Una Guardia Forestale arriva e con la sua barca si avvicina a quella della donna:
– “Buongiorno, Signora. Le posso chiedere che cosa sta facendo?”
– “Sto leggendo un libro, vede?” – risponde lei.
– “Signora, lei si trova in una zona in cui è vietata la pesca!”
– “Agente, io non sto pescando. Sto leggendo il mio libro!”
– “Signora, lei però ha con sé in barca tutta l’attrezzatura necessaria alla pesca. Per quanto ne so potrebbe cominciare in qualsiasi momento. Devo portarla con me e fare rapporto”.
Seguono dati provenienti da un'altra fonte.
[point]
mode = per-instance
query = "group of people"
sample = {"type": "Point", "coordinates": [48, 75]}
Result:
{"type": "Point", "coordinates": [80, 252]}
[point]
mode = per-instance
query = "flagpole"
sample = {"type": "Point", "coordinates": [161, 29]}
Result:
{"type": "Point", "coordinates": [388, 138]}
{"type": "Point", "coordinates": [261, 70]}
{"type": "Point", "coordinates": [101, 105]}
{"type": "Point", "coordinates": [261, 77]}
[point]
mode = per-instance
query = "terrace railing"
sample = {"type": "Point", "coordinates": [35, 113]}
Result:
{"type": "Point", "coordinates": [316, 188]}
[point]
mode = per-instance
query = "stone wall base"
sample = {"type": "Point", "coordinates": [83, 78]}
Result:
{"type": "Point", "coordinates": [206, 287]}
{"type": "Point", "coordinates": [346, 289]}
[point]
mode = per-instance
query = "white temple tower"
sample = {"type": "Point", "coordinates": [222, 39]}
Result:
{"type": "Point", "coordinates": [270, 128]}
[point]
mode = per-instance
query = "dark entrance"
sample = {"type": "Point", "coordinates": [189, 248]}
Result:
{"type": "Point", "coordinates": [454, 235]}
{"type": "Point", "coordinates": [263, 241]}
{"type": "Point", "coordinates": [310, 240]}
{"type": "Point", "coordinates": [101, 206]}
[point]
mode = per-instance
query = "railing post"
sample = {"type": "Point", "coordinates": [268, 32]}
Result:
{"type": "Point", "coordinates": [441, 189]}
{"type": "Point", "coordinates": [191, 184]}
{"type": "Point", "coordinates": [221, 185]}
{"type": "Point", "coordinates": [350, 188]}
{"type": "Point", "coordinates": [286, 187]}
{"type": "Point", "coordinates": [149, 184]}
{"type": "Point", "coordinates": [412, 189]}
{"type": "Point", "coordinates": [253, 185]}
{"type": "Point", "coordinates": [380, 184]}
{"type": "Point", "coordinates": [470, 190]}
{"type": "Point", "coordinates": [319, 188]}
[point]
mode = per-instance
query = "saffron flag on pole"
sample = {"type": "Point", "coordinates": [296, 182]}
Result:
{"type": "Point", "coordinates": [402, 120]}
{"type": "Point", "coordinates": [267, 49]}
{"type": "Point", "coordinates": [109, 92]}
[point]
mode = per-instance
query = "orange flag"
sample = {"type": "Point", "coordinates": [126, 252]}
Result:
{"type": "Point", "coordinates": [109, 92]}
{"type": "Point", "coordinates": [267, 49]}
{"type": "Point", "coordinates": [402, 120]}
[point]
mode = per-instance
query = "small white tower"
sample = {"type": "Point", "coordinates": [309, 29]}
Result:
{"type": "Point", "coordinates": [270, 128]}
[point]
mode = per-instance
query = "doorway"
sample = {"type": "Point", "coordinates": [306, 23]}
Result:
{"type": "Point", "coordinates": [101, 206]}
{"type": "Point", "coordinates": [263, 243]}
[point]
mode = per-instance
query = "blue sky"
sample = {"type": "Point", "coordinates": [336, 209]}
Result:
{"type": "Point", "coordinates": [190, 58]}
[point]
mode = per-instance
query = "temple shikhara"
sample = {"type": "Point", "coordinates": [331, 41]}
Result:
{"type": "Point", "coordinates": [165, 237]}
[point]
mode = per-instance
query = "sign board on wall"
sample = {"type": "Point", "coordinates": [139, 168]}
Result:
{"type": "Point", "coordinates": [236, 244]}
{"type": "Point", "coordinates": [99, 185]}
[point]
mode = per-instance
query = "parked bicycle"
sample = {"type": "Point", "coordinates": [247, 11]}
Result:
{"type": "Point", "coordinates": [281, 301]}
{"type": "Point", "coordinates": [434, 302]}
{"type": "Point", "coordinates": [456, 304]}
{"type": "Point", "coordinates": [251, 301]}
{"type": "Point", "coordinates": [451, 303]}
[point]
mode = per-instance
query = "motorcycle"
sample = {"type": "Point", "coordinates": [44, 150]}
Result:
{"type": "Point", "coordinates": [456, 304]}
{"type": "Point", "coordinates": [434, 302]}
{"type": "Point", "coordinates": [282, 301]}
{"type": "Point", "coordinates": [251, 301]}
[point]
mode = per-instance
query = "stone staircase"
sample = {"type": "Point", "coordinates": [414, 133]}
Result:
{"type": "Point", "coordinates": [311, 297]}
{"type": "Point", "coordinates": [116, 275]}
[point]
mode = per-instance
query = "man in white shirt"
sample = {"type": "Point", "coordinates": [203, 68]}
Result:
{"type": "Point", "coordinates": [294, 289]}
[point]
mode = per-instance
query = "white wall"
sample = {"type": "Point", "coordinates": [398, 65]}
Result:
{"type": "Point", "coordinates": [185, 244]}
– “Se lo fa, agente, dovrò denunciarla per molestia sessuale” – ribatte la donna.
– “Ma se non l’ho nemmeno toccata!” – dice la Guardia Forestale.
– “Questo è vero, ma possiede tutta l’attrezzatura. Per quanto ne so potrebbe cominciare in qualsiasi momento!”
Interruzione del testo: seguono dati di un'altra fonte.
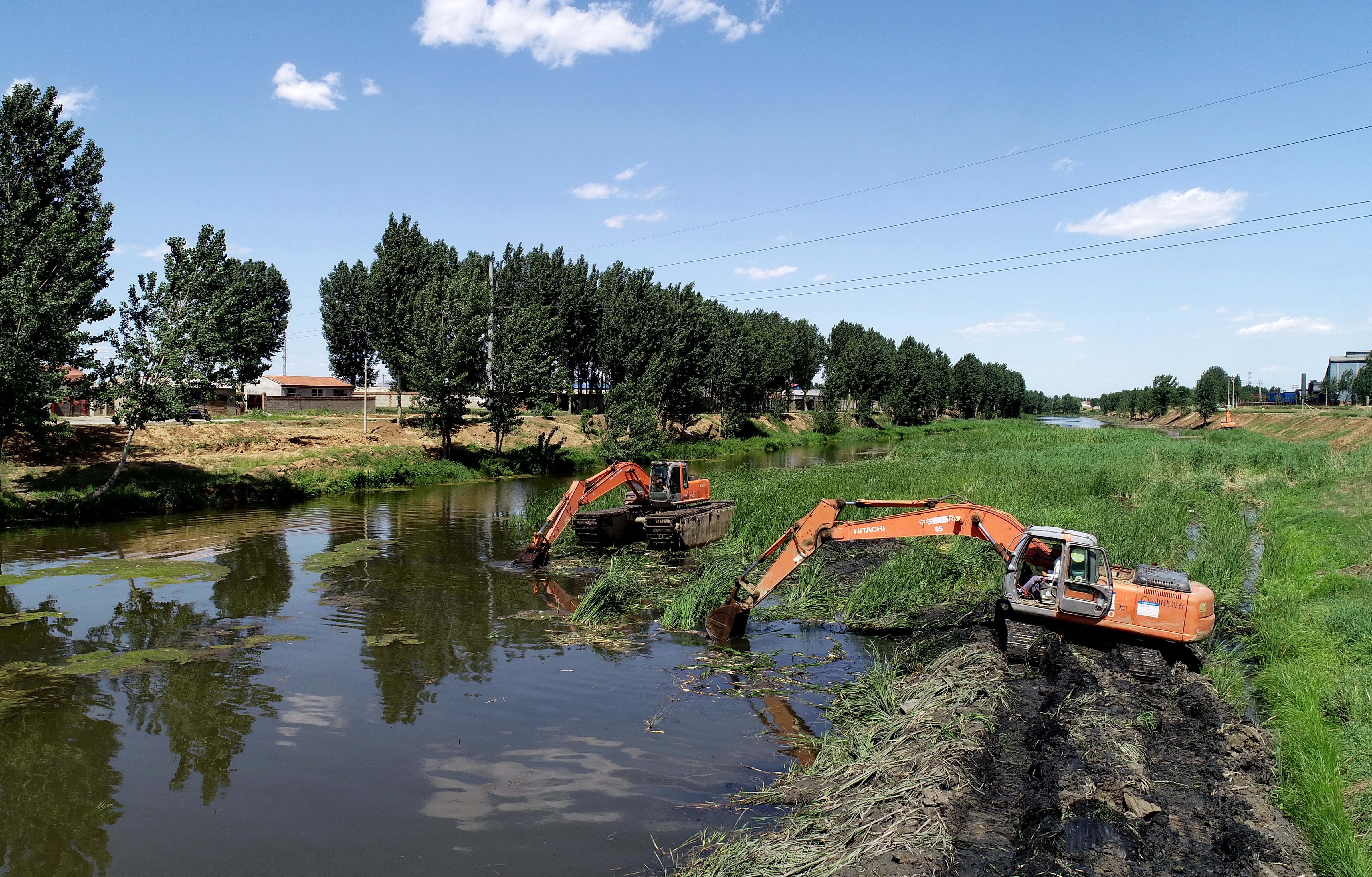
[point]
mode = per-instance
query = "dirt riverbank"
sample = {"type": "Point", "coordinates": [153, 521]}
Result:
{"type": "Point", "coordinates": [1083, 771]}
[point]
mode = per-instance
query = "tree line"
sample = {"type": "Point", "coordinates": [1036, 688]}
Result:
{"type": "Point", "coordinates": [209, 322]}
{"type": "Point", "coordinates": [536, 327]}
{"type": "Point", "coordinates": [1209, 394]}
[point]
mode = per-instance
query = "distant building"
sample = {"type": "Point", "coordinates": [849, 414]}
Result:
{"type": "Point", "coordinates": [805, 400]}
{"type": "Point", "coordinates": [286, 393]}
{"type": "Point", "coordinates": [69, 407]}
{"type": "Point", "coordinates": [1349, 363]}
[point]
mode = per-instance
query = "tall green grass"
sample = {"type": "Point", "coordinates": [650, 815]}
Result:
{"type": "Point", "coordinates": [615, 593]}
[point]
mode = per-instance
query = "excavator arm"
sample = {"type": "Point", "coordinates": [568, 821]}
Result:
{"type": "Point", "coordinates": [577, 496]}
{"type": "Point", "coordinates": [822, 525]}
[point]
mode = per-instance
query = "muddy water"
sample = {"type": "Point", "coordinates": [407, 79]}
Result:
{"type": "Point", "coordinates": [1075, 423]}
{"type": "Point", "coordinates": [407, 724]}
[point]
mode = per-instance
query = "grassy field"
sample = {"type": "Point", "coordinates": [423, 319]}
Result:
{"type": "Point", "coordinates": [1305, 651]}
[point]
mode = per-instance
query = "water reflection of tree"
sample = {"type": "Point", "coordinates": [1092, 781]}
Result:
{"type": "Point", "coordinates": [206, 709]}
{"type": "Point", "coordinates": [260, 582]}
{"type": "Point", "coordinates": [57, 787]}
{"type": "Point", "coordinates": [145, 622]}
{"type": "Point", "coordinates": [434, 584]}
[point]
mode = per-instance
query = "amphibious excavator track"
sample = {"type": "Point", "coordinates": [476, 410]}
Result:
{"type": "Point", "coordinates": [672, 530]}
{"type": "Point", "coordinates": [666, 507]}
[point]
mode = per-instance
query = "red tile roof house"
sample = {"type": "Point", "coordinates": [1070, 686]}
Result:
{"type": "Point", "coordinates": [294, 393]}
{"type": "Point", "coordinates": [69, 407]}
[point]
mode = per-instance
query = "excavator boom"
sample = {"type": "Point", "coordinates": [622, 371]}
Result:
{"type": "Point", "coordinates": [821, 525]}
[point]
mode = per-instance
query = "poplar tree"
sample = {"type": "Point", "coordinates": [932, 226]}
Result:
{"type": "Point", "coordinates": [405, 264]}
{"type": "Point", "coordinates": [342, 312]}
{"type": "Point", "coordinates": [448, 335]}
{"type": "Point", "coordinates": [54, 242]}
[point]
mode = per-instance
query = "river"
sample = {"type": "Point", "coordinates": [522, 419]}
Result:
{"type": "Point", "coordinates": [396, 715]}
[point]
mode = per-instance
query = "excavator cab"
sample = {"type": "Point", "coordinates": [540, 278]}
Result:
{"type": "Point", "coordinates": [667, 482]}
{"type": "Point", "coordinates": [1074, 574]}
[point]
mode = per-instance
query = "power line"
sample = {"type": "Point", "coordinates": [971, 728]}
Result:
{"type": "Point", "coordinates": [984, 161]}
{"type": "Point", "coordinates": [1080, 259]}
{"type": "Point", "coordinates": [1032, 256]}
{"type": "Point", "coordinates": [1017, 201]}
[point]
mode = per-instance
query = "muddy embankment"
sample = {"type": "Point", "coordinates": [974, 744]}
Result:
{"type": "Point", "coordinates": [1347, 429]}
{"type": "Point", "coordinates": [1065, 765]}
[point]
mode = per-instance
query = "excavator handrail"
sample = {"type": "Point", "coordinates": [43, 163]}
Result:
{"type": "Point", "coordinates": [822, 525]}
{"type": "Point", "coordinates": [578, 495]}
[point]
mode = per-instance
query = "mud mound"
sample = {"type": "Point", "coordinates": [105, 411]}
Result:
{"type": "Point", "coordinates": [1097, 773]}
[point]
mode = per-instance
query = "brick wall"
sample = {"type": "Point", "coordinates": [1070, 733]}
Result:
{"type": "Point", "coordinates": [286, 404]}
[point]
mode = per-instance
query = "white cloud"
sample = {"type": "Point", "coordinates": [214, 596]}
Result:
{"type": "Point", "coordinates": [300, 92]}
{"type": "Point", "coordinates": [1165, 212]}
{"type": "Point", "coordinates": [1020, 324]}
{"type": "Point", "coordinates": [555, 33]}
{"type": "Point", "coordinates": [638, 217]}
{"type": "Point", "coordinates": [77, 99]}
{"type": "Point", "coordinates": [72, 101]}
{"type": "Point", "coordinates": [722, 21]}
{"type": "Point", "coordinates": [600, 191]}
{"type": "Point", "coordinates": [765, 274]}
{"type": "Point", "coordinates": [1290, 326]}
{"type": "Point", "coordinates": [595, 191]}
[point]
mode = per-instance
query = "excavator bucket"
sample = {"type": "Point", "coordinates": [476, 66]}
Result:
{"type": "Point", "coordinates": [726, 622]}
{"type": "Point", "coordinates": [533, 557]}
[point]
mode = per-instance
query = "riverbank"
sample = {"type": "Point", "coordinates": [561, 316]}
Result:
{"type": "Point", "coordinates": [1303, 650]}
{"type": "Point", "coordinates": [1344, 429]}
{"type": "Point", "coordinates": [230, 464]}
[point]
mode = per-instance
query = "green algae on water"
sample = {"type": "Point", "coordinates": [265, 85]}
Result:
{"type": "Point", "coordinates": [154, 571]}
{"type": "Point", "coordinates": [343, 555]}
{"type": "Point", "coordinates": [268, 639]}
{"type": "Point", "coordinates": [23, 618]}
{"type": "Point", "coordinates": [117, 662]}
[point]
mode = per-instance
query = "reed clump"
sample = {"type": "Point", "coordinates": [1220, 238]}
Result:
{"type": "Point", "coordinates": [901, 740]}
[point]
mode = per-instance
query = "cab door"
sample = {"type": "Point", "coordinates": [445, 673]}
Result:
{"type": "Point", "coordinates": [677, 482]}
{"type": "Point", "coordinates": [1086, 585]}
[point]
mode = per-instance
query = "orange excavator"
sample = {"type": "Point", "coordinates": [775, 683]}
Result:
{"type": "Point", "coordinates": [663, 506]}
{"type": "Point", "coordinates": [1053, 577]}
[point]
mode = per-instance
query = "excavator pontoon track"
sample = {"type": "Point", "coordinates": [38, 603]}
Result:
{"type": "Point", "coordinates": [689, 528]}
{"type": "Point", "coordinates": [608, 528]}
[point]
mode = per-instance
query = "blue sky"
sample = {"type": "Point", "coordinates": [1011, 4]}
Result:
{"type": "Point", "coordinates": [585, 126]}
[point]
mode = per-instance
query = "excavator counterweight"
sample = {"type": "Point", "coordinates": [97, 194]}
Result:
{"type": "Point", "coordinates": [663, 506]}
{"type": "Point", "coordinates": [1053, 576]}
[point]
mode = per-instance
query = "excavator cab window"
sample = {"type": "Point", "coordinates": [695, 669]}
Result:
{"type": "Point", "coordinates": [658, 482]}
{"type": "Point", "coordinates": [1087, 584]}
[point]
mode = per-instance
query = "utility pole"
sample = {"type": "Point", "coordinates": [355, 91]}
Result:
{"type": "Point", "coordinates": [490, 326]}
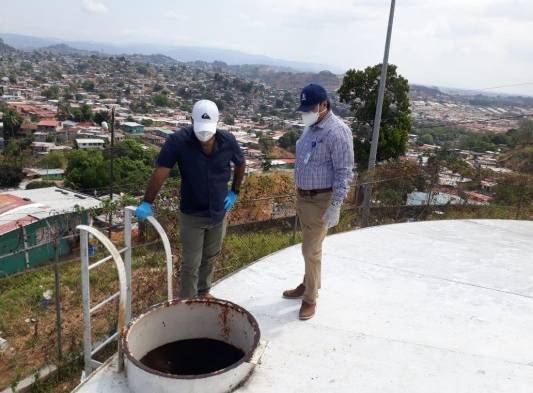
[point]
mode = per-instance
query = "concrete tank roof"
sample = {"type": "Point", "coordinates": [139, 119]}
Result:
{"type": "Point", "coordinates": [440, 306]}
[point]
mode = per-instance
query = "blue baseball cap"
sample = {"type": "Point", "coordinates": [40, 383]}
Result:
{"type": "Point", "coordinates": [311, 96]}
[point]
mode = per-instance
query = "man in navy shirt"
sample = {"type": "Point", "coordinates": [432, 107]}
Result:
{"type": "Point", "coordinates": [203, 154]}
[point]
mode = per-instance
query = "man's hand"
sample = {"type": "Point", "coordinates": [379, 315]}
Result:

– “Le auguro buona giornata, signora” – La guardia se ne va.
Carina, vero? D’altronde chi potrebbe pensare di prendere provvedimenti con qualcuno solo perché, potenzialmente, potrebbe fare qualcosa di sbagliato?
Eppure ci succede ogni giorno o quasi.
Quando compriamo supporti digitali, tablet, smartphone, chiavette usb, hard disc e chi più ne ha più ne metta.
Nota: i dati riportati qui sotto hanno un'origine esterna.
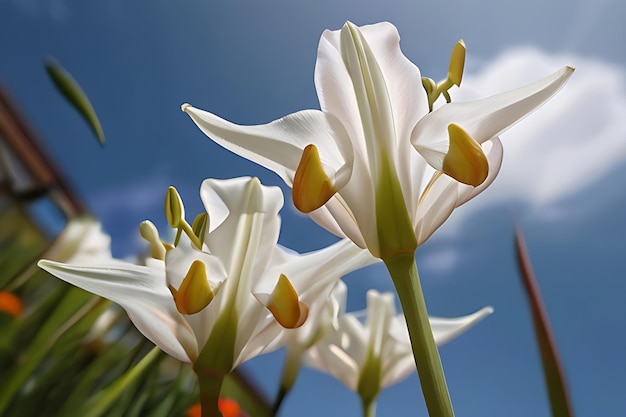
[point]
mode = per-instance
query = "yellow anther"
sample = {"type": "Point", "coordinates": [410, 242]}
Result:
{"type": "Point", "coordinates": [148, 231]}
{"type": "Point", "coordinates": [284, 305]}
{"type": "Point", "coordinates": [465, 161]}
{"type": "Point", "coordinates": [195, 292]}
{"type": "Point", "coordinates": [457, 63]}
{"type": "Point", "coordinates": [174, 209]}
{"type": "Point", "coordinates": [311, 186]}
{"type": "Point", "coordinates": [10, 304]}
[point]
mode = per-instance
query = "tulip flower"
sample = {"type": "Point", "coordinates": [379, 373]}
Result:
{"type": "Point", "coordinates": [380, 164]}
{"type": "Point", "coordinates": [225, 290]}
{"type": "Point", "coordinates": [368, 357]}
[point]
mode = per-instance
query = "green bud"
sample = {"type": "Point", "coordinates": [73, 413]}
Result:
{"type": "Point", "coordinates": [457, 63]}
{"type": "Point", "coordinates": [174, 209]}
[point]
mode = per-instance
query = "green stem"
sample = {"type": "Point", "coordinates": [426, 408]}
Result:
{"type": "Point", "coordinates": [404, 274]}
{"type": "Point", "coordinates": [210, 387]}
{"type": "Point", "coordinates": [369, 407]}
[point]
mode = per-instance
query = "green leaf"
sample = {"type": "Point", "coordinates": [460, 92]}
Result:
{"type": "Point", "coordinates": [553, 371]}
{"type": "Point", "coordinates": [71, 90]}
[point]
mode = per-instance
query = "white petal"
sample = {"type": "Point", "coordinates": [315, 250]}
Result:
{"type": "Point", "coordinates": [401, 76]}
{"type": "Point", "coordinates": [237, 198]}
{"type": "Point", "coordinates": [278, 145]}
{"type": "Point", "coordinates": [445, 330]}
{"type": "Point", "coordinates": [445, 194]}
{"type": "Point", "coordinates": [143, 293]}
{"type": "Point", "coordinates": [482, 119]}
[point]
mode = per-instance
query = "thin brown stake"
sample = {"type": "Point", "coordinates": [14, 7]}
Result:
{"type": "Point", "coordinates": [552, 368]}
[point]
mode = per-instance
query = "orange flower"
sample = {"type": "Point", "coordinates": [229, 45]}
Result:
{"type": "Point", "coordinates": [228, 408]}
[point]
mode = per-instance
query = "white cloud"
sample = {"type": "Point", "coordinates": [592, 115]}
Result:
{"type": "Point", "coordinates": [567, 147]}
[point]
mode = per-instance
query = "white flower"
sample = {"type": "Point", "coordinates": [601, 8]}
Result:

Si chiama “equo compenso” e, se per cellulari e tablet incide in modo irrisorio, il discorso si fa diverso quando parliamo di hard disc e chiavette.
Ma non voglio correre.
Cos’è l’equo compenso?
Si tratta di una cifra che viene fatta pagare all’acquirente, formalmente per “legittimare la copia per uso privato” ma, sostanzialmente, perché potrebbe potenzialmente copiare su quei supporti materiale protetto da copyright.
Ripeto: “potrebbe”.
In pratica io, che sviluppo software e che sugli hard disc salvo backup di qualcosa prodotto esclusivamente da me, devo pagare la SIAE perché, se volessi, potrei copiarci sopra una canzone.
Una canzone che potrei aver regolarmente comprato, tra l’altro.
Una canzone che, se ho comprato su Itunes (per fare un esempio), ho anche già pagato un po’ di più proprio per poterla copiare su altri supporti (Itunes da qualche anno ha sprotetto la musica acquistata, facendola pagare qualche centesimo in più per questo).
Già, perché (se vogliamo seguire la prima “ufficiale” descrizione di questo balzello) noi non abbiamo diritto di avere una copia di qualcosa che compriamo.
Paghiamo fior di soldi (perché sì, un blu-ray a 25 euro non è regalato, così come un cd a 15 o 20) e non avremmo diritto di farne una copia di sicurezza, a meno di pagare questa cifra.
E, per capirci, stiamo dicendo che su un hard disc da 500GB io spendo 5 euro di equo compenso.
Per un qualcosa che non è affatto detto succederà.
Io devo pagare 5, 10, 20, 30 euro (gli hard disc da 3TB sono ormai ben diffusi) anche se quell’hard disc lo userò per salvare le foto e le riprese fatte ai miei gatti.
Ma la vera motivazione, lo sappiamo tutti, è l’aver una presunta contropartita alla pirateria.
E qui vorrei esprimere un ragionamento mio ma che penso possa essere condiviso da un po’ di persone.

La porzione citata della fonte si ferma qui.